Thursday, November 2, 2017

Strange Destiny by Hank Janson

STRANGE DESTINY by Hank Janson (1956)

When I was in my ‘vintage paperback collecting frenzy’ early in the 21st century, I bought a lot of Hank Janson books from ebay. Like my fascination with Badger Books, I wanted in on something that wasn’t very well known to most people who read, something that was a bit of a niche. Best known for the risqué paintings that adorned many of his early books, Hank Janson was a pseudonym used by a number of writers from the 1940s to the 1960s. According to many of their covers, these books sold in their millions; as you can see, this one claims 'NINE MILLION SALE'. A bit vague. Is that 9 million of this book? or is it 9 million books by Hank Janson sold? The latter is probably more likely, but that seems hard to believe, as you hardly ever see Janson’s books in second-hand bookshops, but who knows, maybe most of them were thrown away after reading, or destroyed by angry mums who found them in their son’s bedrooms. Alternatively, they may just be hoarded in book collector's stashes, up and down the land.

Although Janson is the nominal author of these books, he’s also the main character, which completely blows any credibility out of the water. Also, they are all about an American character, and are mainly set in the US, but were all written by British authors. Some of the books were published in the US in the 1960s, but I don’t know how well received they were. Strange Destiny is reasonably believable as an actual American novel, and doesn’t read like a faux-yankee product of the Mushroom Jungle UK pulp explosion. It reads like a third-rate Raymond Chandler, rather more soft than hard-boiled.

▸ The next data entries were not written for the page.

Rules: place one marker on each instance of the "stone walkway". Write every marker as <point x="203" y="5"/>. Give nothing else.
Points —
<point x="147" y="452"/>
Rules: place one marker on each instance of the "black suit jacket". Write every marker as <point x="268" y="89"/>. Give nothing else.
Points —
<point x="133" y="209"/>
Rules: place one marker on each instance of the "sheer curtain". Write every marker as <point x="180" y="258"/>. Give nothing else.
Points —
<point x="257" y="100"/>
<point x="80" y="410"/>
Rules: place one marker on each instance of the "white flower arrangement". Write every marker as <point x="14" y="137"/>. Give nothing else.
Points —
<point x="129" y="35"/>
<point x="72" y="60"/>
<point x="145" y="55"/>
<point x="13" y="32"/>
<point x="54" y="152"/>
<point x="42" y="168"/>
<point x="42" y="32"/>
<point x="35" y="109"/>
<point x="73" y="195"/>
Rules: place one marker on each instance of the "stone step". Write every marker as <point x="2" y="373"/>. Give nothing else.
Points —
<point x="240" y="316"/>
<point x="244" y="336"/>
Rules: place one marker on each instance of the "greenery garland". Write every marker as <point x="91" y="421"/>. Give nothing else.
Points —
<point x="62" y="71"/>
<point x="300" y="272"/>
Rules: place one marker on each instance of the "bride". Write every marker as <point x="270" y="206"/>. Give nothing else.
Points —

In this torrid tale, Janson, an investigative journalist who is always getting into sticky situations, goes on a short holiday to meet an acquaintance who thinks his life is in danger. When he gets there he finds an empty house, a sexy young wife married to an older man with a jealous temper, and a missing acquaintance. Other elements include a tempting housemaid, some scuba diving and a lot of spying with binoculars. Things unfold quite predictably, as these things do, with a reasonable twist but a surprising lack of gunplay and very little sexual activity, both of which are staples of other Janson novels. A pretty straightforward Janson, missing some of those more ridiculous or outrageous elements that make Jansons worth tracking down.